En el caso de Ayna (Albacete), entre las entrañas de sus montañas sobrevive un pedacito de la historia más remota de Albacete en la Cueva del Niño, que atesora una de las pinturas rupestres más antiguas de la provincia, donde se pueden observar diferentes dibujos. Este espacio constituye una verdadera joya con un total de 22 grafías, de las cuales 13 son representaciones figurativas que representan entre otros, a animales. Un lugar singular que forma parte del conjunto de Arte Rupestre del Arco Mediterráneo de la Península Ibérica, declarado Patrimonio Mundial por la UNESCO.

La Sierra del Segura guarda siglos de historia entre cuevas, castillos y fábricas
Otra de las joyas arquitectónicas en las que hace parada este viaje en el tiempo es la Torre de Haches, ubicada en Bogarra (Albacete). Un espacio que todavía impresiona por el grosor de sus muros y su altura de más de 15 metros. Además, en la misma localidad fue encontrada la famosa Esfinge de Haches, una escultura ibérica que data del siglo VI a.C.
Y entre estos tesoros históricos se encuentra el Castillo de Taibilla en Nerpio (Albacete), que ofrece unas impresionantes vistas del entorno. El castillo, de origen árabe, controló el territorio en su momento con todo un sistema defensivo. Además, destacaba la torre del homenaje así como un aljibe para aprovechar el agua de lluvia.
El gran archivo histórico de Albacete
Algo similar sucede con el Castillo de Yeste (Albacete), uno de los iconos más destacados de esta zona de Albacete. Entre patios renacentistas y torres defensivas, este recinto refleja siglos de presencia islámica y poder santiaguino.

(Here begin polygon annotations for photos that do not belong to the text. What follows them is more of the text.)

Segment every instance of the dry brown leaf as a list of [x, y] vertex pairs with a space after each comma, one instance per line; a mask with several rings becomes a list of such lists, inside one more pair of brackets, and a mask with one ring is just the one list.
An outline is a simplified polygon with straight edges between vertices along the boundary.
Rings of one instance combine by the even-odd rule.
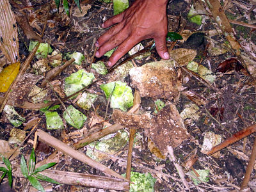
[[8, 0], [0, 1], [0, 49], [12, 63], [19, 60], [18, 31]]
[[154, 116], [132, 115], [115, 110], [112, 119], [115, 123], [129, 128], [145, 129], [147, 136], [163, 156], [168, 153], [167, 146], [173, 148], [190, 138], [176, 106], [168, 104]]
[[163, 156], [160, 150], [154, 144], [153, 141], [148, 139], [148, 147], [151, 153], [154, 154], [157, 157], [165, 159], [166, 156]]
[[196, 51], [189, 49], [180, 48], [172, 50], [169, 52], [170, 56], [181, 66], [184, 66], [188, 62], [193, 61], [196, 56]]
[[87, 14], [87, 12], [88, 10], [91, 8], [92, 6], [90, 4], [83, 5], [81, 6], [81, 10], [82, 12], [80, 12], [79, 9], [77, 6], [76, 6], [75, 10], [74, 11], [73, 16], [77, 17], [84, 17]]

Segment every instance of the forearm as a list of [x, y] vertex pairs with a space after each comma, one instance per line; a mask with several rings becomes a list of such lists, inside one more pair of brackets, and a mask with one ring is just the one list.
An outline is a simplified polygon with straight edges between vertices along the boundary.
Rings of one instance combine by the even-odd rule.
[[152, 1], [156, 6], [166, 6], [169, 0], [145, 0]]

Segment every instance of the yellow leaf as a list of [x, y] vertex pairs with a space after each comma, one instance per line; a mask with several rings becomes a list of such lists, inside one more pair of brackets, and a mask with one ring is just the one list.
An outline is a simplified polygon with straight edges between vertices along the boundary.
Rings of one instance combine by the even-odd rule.
[[20, 69], [20, 62], [17, 62], [4, 68], [0, 73], [0, 92], [6, 92], [15, 79]]

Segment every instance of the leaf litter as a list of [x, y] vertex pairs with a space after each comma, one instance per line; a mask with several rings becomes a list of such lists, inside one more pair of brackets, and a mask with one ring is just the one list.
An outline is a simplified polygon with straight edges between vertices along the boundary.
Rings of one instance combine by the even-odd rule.
[[[189, 22], [185, 26], [191, 6], [183, 1], [173, 1], [169, 4], [168, 10], [169, 26], [172, 26], [172, 28], [176, 26], [176, 28], [172, 30], [181, 31], [180, 35], [184, 40], [177, 41], [173, 50], [169, 51], [173, 60], [159, 61], [156, 51], [153, 49], [150, 51], [151, 54], [147, 54], [146, 57], [142, 58], [132, 59], [131, 63], [120, 66], [113, 72], [102, 75], [104, 72], [102, 74], [98, 72], [101, 73], [101, 71], [104, 71], [105, 69], [98, 70], [95, 68], [95, 65], [93, 65], [94, 68], [91, 71], [86, 71], [86, 70], [88, 69], [90, 63], [106, 61], [106, 58], [104, 57], [99, 60], [95, 60], [92, 57], [94, 51], [93, 45], [99, 35], [104, 31], [99, 26], [101, 24], [102, 19], [112, 15], [113, 10], [109, 8], [109, 4], [106, 3], [100, 3], [102, 4], [99, 6], [99, 4], [92, 1], [85, 1], [81, 3], [82, 10], [84, 9], [87, 12], [87, 13], [83, 15], [83, 17], [81, 17], [83, 15], [77, 15], [79, 12], [77, 10], [74, 11], [75, 17], [72, 17], [74, 13], [70, 10], [70, 17], [68, 17], [65, 12], [61, 12], [63, 7], [60, 6], [60, 12], [57, 12], [57, 9], [54, 10], [56, 5], [52, 4], [54, 8], [52, 10], [53, 12], [51, 13], [52, 20], [47, 24], [46, 36], [43, 37], [44, 39], [47, 39], [46, 42], [49, 42], [51, 45], [47, 45], [47, 52], [42, 54], [47, 63], [42, 66], [47, 66], [45, 67], [46, 70], [49, 70], [49, 66], [51, 66], [52, 68], [55, 67], [55, 65], [48, 65], [52, 60], [51, 57], [54, 56], [52, 53], [51, 54], [51, 51], [49, 51], [48, 49], [50, 47], [53, 49], [52, 51], [58, 49], [56, 55], [58, 52], [61, 52], [63, 55], [62, 61], [59, 61], [59, 64], [60, 62], [64, 63], [68, 60], [68, 57], [65, 57], [65, 54], [69, 52], [80, 52], [82, 54], [80, 55], [81, 56], [80, 59], [82, 60], [76, 63], [67, 66], [65, 68], [61, 68], [59, 75], [49, 78], [49, 81], [53, 79], [58, 80], [58, 84], [54, 84], [52, 82], [53, 87], [51, 88], [47, 83], [44, 84], [45, 84], [45, 86], [42, 86], [41, 84], [42, 77], [38, 75], [38, 74], [44, 75], [46, 70], [42, 70], [43, 73], [37, 72], [35, 74], [35, 69], [27, 68], [23, 78], [20, 79], [17, 86], [13, 88], [11, 93], [12, 96], [9, 97], [8, 101], [9, 105], [15, 107], [16, 113], [19, 115], [15, 115], [16, 118], [19, 119], [20, 118], [19, 116], [21, 116], [22, 119], [25, 119], [25, 122], [22, 121], [19, 123], [19, 129], [23, 129], [29, 120], [40, 116], [42, 118], [42, 120], [38, 125], [36, 124], [33, 125], [36, 126], [37, 125], [38, 127], [50, 132], [56, 138], [58, 138], [59, 140], [69, 145], [78, 143], [79, 141], [88, 138], [91, 144], [88, 146], [87, 141], [83, 141], [83, 147], [85, 147], [79, 149], [77, 154], [80, 154], [81, 152], [87, 154], [89, 150], [93, 155], [101, 154], [98, 156], [100, 157], [98, 160], [119, 175], [125, 172], [127, 156], [130, 156], [127, 155], [129, 144], [127, 138], [124, 139], [120, 136], [129, 132], [129, 129], [136, 129], [137, 134], [133, 143], [132, 167], [134, 170], [132, 173], [135, 171], [138, 173], [132, 173], [132, 180], [134, 179], [132, 177], [133, 175], [139, 175], [136, 177], [140, 179], [145, 177], [149, 182], [153, 184], [150, 188], [153, 186], [156, 191], [170, 190], [179, 191], [183, 189], [183, 185], [186, 188], [188, 186], [191, 191], [239, 189], [242, 185], [243, 177], [244, 175], [248, 175], [243, 170], [246, 168], [252, 151], [253, 138], [250, 134], [254, 132], [253, 129], [254, 127], [252, 127], [250, 129], [249, 128], [251, 127], [250, 125], [255, 124], [256, 114], [255, 83], [251, 81], [252, 79], [248, 73], [249, 72], [252, 77], [256, 76], [255, 65], [253, 65], [253, 63], [255, 63], [255, 49], [253, 47], [256, 35], [255, 31], [250, 31], [250, 28], [247, 27], [248, 25], [246, 25], [246, 22], [251, 22], [252, 18], [255, 15], [253, 10], [248, 13], [252, 8], [252, 4], [245, 1], [241, 3], [233, 1], [233, 3], [230, 3], [230, 1], [225, 2], [224, 11], [230, 22], [234, 23], [232, 20], [234, 20], [234, 17], [236, 17], [237, 20], [244, 24], [244, 26], [232, 24], [231, 27], [235, 31], [235, 36], [234, 36], [228, 31], [228, 28], [223, 27], [223, 24], [228, 25], [227, 22], [220, 22], [220, 28], [214, 29], [213, 23], [214, 21], [208, 17], [209, 15], [207, 14], [201, 15], [201, 18], [198, 17], [198, 19], [195, 20], [196, 23], [193, 23], [191, 20], [192, 22]], [[214, 1], [211, 1], [211, 2], [216, 3]], [[31, 3], [33, 8], [28, 11], [29, 24], [36, 30], [41, 32], [41, 26], [44, 20], [44, 15], [47, 14], [47, 6], [46, 4], [40, 4], [40, 9], [38, 9], [36, 1], [31, 2]], [[209, 11], [209, 8], [205, 5], [200, 6], [197, 3], [194, 4], [193, 13], [201, 14]], [[76, 5], [71, 6], [73, 8], [77, 9]], [[216, 7], [218, 7], [217, 4], [216, 4]], [[244, 14], [239, 15], [240, 13], [237, 10], [237, 7], [239, 8], [240, 12]], [[181, 11], [181, 15], [175, 12], [177, 10]], [[214, 12], [215, 10], [212, 11], [214, 17], [218, 18], [218, 15], [214, 15], [216, 14]], [[18, 11], [15, 10], [15, 12]], [[226, 20], [225, 15], [220, 17], [220, 19]], [[175, 19], [173, 19], [173, 18]], [[178, 18], [180, 19], [179, 22], [177, 21]], [[216, 20], [217, 22], [219, 21]], [[178, 28], [179, 25], [177, 24], [178, 22], [180, 24], [181, 28]], [[182, 31], [183, 26], [185, 28]], [[223, 36], [218, 35], [216, 31], [224, 33], [220, 29], [223, 31], [227, 30], [224, 31], [227, 34], [225, 33], [224, 35], [226, 36], [227, 39], [223, 39]], [[196, 45], [191, 45], [190, 42], [189, 44], [186, 42], [189, 36], [191, 36], [190, 38], [196, 38], [195, 42], [196, 42], [198, 36], [195, 35], [194, 37], [191, 36], [191, 34], [195, 32], [204, 33], [205, 36], [202, 42]], [[24, 40], [24, 43], [29, 45], [30, 37], [28, 36], [26, 37], [26, 36], [28, 36], [28, 32], [21, 32], [19, 38]], [[240, 49], [241, 47], [238, 45], [237, 41], [241, 42], [243, 49]], [[184, 42], [184, 44], [183, 42]], [[209, 46], [207, 46], [207, 43], [210, 44]], [[141, 43], [144, 47], [149, 44], [150, 40], [143, 41]], [[186, 45], [189, 45], [189, 47], [186, 47]], [[230, 48], [236, 51], [232, 52]], [[28, 52], [28, 51], [24, 51]], [[206, 54], [204, 54], [205, 52]], [[38, 53], [42, 54], [42, 52], [38, 51]], [[26, 56], [20, 54], [20, 63], [22, 65]], [[129, 57], [129, 56], [127, 56]], [[6, 57], [8, 58], [8, 56]], [[234, 60], [233, 58], [236, 60]], [[244, 60], [244, 61], [241, 61], [241, 58]], [[158, 61], [152, 63], [156, 61]], [[35, 63], [35, 60], [32, 61], [31, 66]], [[190, 64], [196, 63], [195, 70], [192, 68], [188, 70], [189, 68], [188, 65], [191, 61], [193, 63]], [[244, 64], [248, 67], [247, 68], [244, 67]], [[125, 68], [124, 66], [127, 66], [127, 67]], [[123, 68], [121, 69], [122, 67]], [[216, 71], [217, 72], [214, 74]], [[71, 81], [67, 82], [68, 81], [65, 80], [70, 79], [69, 77], [74, 76], [73, 74], [77, 72], [83, 72], [74, 78], [78, 81], [74, 82], [70, 79]], [[202, 72], [204, 74], [201, 74]], [[84, 81], [83, 74], [84, 73], [88, 74], [90, 72], [93, 74], [88, 75], [91, 79], [88, 81], [84, 80]], [[207, 76], [210, 76], [207, 77]], [[213, 76], [214, 76], [214, 78]], [[138, 109], [138, 112], [131, 111], [131, 109], [128, 112], [121, 111], [111, 108], [114, 103], [111, 103], [112, 101], [105, 97], [104, 93], [100, 89], [100, 85], [117, 81], [121, 81], [127, 86], [131, 87], [131, 93], [132, 95], [135, 92], [135, 89], [140, 91], [141, 104], [139, 108], [134, 108], [137, 109], [136, 110]], [[68, 86], [66, 84], [67, 83], [70, 83], [72, 86]], [[41, 90], [32, 94], [31, 92], [36, 84]], [[72, 87], [73, 85], [74, 87]], [[83, 93], [77, 92], [81, 88], [83, 89]], [[46, 94], [45, 90], [47, 90]], [[57, 90], [58, 94], [61, 95], [62, 99], [60, 101], [63, 103], [59, 108], [46, 111], [46, 113], [51, 113], [51, 115], [49, 114], [49, 116], [51, 116], [52, 113], [58, 116], [55, 120], [58, 119], [58, 123], [51, 123], [51, 126], [58, 125], [58, 127], [61, 128], [58, 131], [47, 130], [46, 128], [49, 127], [49, 119], [45, 117], [44, 113], [35, 109], [31, 110], [31, 109], [40, 109], [42, 106], [48, 106], [47, 109], [48, 110], [49, 107], [52, 107], [52, 105], [60, 103], [60, 101], [58, 100], [53, 90]], [[43, 97], [39, 95], [39, 93], [44, 93], [45, 95]], [[65, 99], [64, 93], [70, 95], [72, 99]], [[81, 98], [86, 97], [84, 93], [86, 93], [86, 95], [91, 95], [91, 97], [86, 97], [86, 99], [90, 100], [90, 106], [86, 107], [78, 104], [82, 100]], [[113, 93], [113, 90], [110, 91], [109, 96]], [[116, 93], [122, 95], [119, 93], [119, 91]], [[38, 99], [33, 99], [33, 97], [36, 96], [36, 94], [38, 94]], [[3, 93], [1, 95], [3, 96]], [[97, 95], [97, 98], [95, 99], [95, 97], [92, 95]], [[165, 104], [162, 109], [161, 109], [161, 106], [164, 104], [161, 104], [159, 106], [157, 104], [159, 99]], [[86, 99], [83, 99], [83, 100]], [[3, 99], [0, 97], [0, 103], [3, 100]], [[50, 101], [48, 104], [46, 100]], [[29, 107], [28, 108], [28, 106]], [[129, 110], [129, 108], [132, 105], [128, 105], [127, 110]], [[68, 112], [68, 110], [65, 109], [65, 108], [69, 109], [70, 108], [74, 109], [73, 111], [80, 111], [76, 116], [79, 118], [82, 118], [83, 121], [78, 121], [79, 124], [77, 124], [76, 118], [72, 117], [73, 111]], [[123, 111], [126, 110], [126, 108], [122, 109], [124, 109]], [[154, 113], [156, 111], [157, 112], [157, 114]], [[63, 116], [63, 113], [65, 117]], [[13, 125], [10, 124], [5, 112], [2, 112], [1, 115], [0, 122], [1, 131], [3, 130], [1, 132], [7, 131], [10, 134]], [[84, 118], [83, 115], [87, 116], [88, 118]], [[100, 118], [92, 124], [92, 121], [97, 116]], [[71, 119], [68, 120], [70, 118]], [[64, 118], [66, 118], [66, 121]], [[106, 123], [108, 124], [107, 127], [104, 125]], [[247, 127], [249, 128], [245, 129]], [[122, 131], [119, 131], [116, 134], [118, 130], [122, 130]], [[243, 132], [243, 130], [245, 131]], [[213, 146], [214, 143], [215, 145], [219, 143], [220, 140], [219, 137], [221, 136], [222, 141], [224, 141], [239, 131], [241, 132], [238, 138], [246, 137], [247, 139], [240, 140], [228, 148], [222, 149], [218, 152], [221, 156], [207, 156], [200, 152], [202, 147], [211, 145]], [[44, 140], [44, 137], [46, 136], [42, 132], [40, 132], [39, 134], [40, 134], [39, 139], [42, 137]], [[111, 136], [111, 137], [104, 139], [100, 134], [109, 137]], [[207, 136], [209, 134], [211, 135], [211, 138]], [[33, 137], [31, 138], [32, 139]], [[97, 141], [100, 138], [100, 140]], [[206, 138], [207, 138], [207, 143], [205, 143]], [[108, 140], [108, 142], [104, 143], [107, 145], [101, 143], [104, 140]], [[51, 140], [46, 140], [45, 141], [48, 142], [47, 144], [52, 147], [60, 150], [58, 148], [58, 145], [52, 143]], [[120, 141], [120, 145], [118, 144], [118, 141]], [[227, 145], [231, 143], [227, 143]], [[22, 149], [21, 152], [30, 154], [32, 145], [29, 142], [25, 143], [25, 145], [26, 147]], [[61, 143], [61, 145], [64, 144]], [[65, 145], [61, 146], [65, 147], [67, 145]], [[102, 145], [103, 148], [98, 147], [100, 145]], [[75, 144], [74, 146], [77, 145]], [[117, 147], [115, 150], [112, 148], [114, 146]], [[150, 151], [153, 152], [153, 154], [147, 148], [148, 146], [150, 146], [148, 148], [151, 148]], [[172, 156], [172, 152], [168, 147], [172, 147], [174, 149], [173, 156], [176, 159], [174, 161], [169, 160], [169, 158], [173, 157]], [[81, 147], [77, 147], [77, 148]], [[109, 150], [103, 151], [103, 148], [108, 148]], [[73, 186], [74, 183], [72, 182], [72, 177], [76, 179], [78, 178], [85, 179], [86, 177], [89, 177], [87, 178], [95, 179], [93, 180], [95, 183], [94, 185], [88, 184], [88, 181], [81, 181], [81, 186], [88, 188], [102, 187], [102, 185], [97, 184], [100, 180], [108, 184], [104, 185], [105, 189], [120, 189], [120, 187], [124, 186], [122, 188], [124, 189], [127, 186], [127, 183], [118, 182], [118, 180], [111, 180], [109, 177], [100, 177], [102, 176], [99, 175], [104, 175], [103, 168], [97, 170], [97, 167], [95, 165], [98, 164], [89, 163], [92, 167], [95, 167], [92, 168], [86, 164], [88, 162], [83, 161], [75, 154], [72, 154], [70, 152], [73, 150], [70, 148], [63, 148], [60, 150], [63, 152], [67, 152], [69, 156], [65, 155], [65, 158], [63, 156], [59, 157], [58, 162], [60, 163], [54, 169], [59, 170], [61, 168], [64, 170], [62, 174], [63, 173], [67, 174], [67, 176], [60, 182], [66, 185], [53, 185], [52, 187], [53, 190], [67, 190], [69, 188], [67, 185], [71, 184], [73, 190], [83, 191], [81, 187]], [[37, 156], [42, 156], [42, 154], [40, 152], [36, 153]], [[70, 159], [70, 156], [73, 158]], [[44, 157], [45, 159], [47, 159], [47, 156]], [[186, 161], [192, 157], [194, 157], [194, 159], [191, 159], [196, 160], [193, 160], [189, 168], [179, 166], [182, 165]], [[20, 160], [20, 158], [18, 157], [17, 159]], [[63, 161], [61, 161], [61, 159]], [[234, 166], [229, 166], [229, 164]], [[237, 167], [241, 168], [241, 170], [239, 174], [236, 173], [238, 173], [237, 170], [236, 169]], [[253, 169], [253, 174], [251, 175], [250, 182], [248, 184], [252, 189], [255, 188], [255, 185], [253, 186], [255, 179], [253, 176], [255, 172], [255, 170]], [[75, 175], [72, 175], [77, 174], [77, 172], [83, 172], [88, 175], [81, 174], [76, 175], [75, 177], [74, 176]], [[184, 176], [180, 175], [180, 172], [184, 172]], [[112, 173], [115, 175], [111, 172]], [[140, 175], [141, 173], [144, 175]], [[15, 177], [15, 175], [19, 175], [19, 172], [15, 174], [14, 174], [14, 179], [19, 182], [16, 179], [17, 177]], [[47, 172], [47, 176], [51, 178], [61, 180], [60, 177], [54, 177], [56, 175], [53, 173]], [[95, 179], [93, 175], [95, 175], [99, 180]], [[117, 175], [115, 175], [119, 177]], [[155, 179], [152, 179], [148, 175], [152, 175]], [[180, 177], [183, 179], [180, 179]], [[145, 182], [146, 181], [136, 180], [136, 182]], [[148, 184], [145, 184], [148, 186]], [[111, 185], [112, 188], [110, 188], [109, 185]], [[243, 185], [244, 186], [244, 184]], [[245, 187], [247, 185], [245, 184]], [[22, 190], [25, 185], [17, 186], [15, 188], [17, 190]], [[96, 191], [96, 189], [93, 188], [90, 188], [90, 190]]]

En Riópar (Albacete) también hay vestigios del tiempo, en este caso, de índole industrial. Prueba de ello son las Reales Fábricas de Riópar creadas en 1773 con el apoyo de Carlos III, y que estuvieron en funcionamiento hasta 1996. Así, la antigua fábrica, tras su cierre, se ha convertido en todo un museo.
Un viaje en el tiempo sin salir de Albacete
La Ermita de Nuestra Señora de Belén en Liétor (Albacete) es otro de los espacios más singulares de la zona. Un monumento que cuenta con un impresionante ciclo pictórico que llena cada uno de los rincones con peculiares pinturas realizadas en la década de 1730.

La Iglesia de la Asunción de Letur (Albacete) es una de las joyas de la corona declarada Monumento Nacional y construida en 1528. De ella, llama la atención su portada de estilo renacentista. Eso sí, la iglesia es tan solo una joya arquitectónica de este pueblo de Albacete.
La Sierra del Segura demuestra que su belleza va mucho más allá de sus privilegiados enclaves naturales. Cada rincón, cada piedra y cada monumento guardan fragmentos de historia capaces de conectar el presente con siglos de memoria. Un territorio donde el pasado sigue vivo entre castillos, ermitas, fábricas y pinturas rupestres, entre múltiples rincones cargados de historia. Viajar en esta zona de Albacete no solo es recorrer kilómetros, sino caminar entre las huellas del pasado.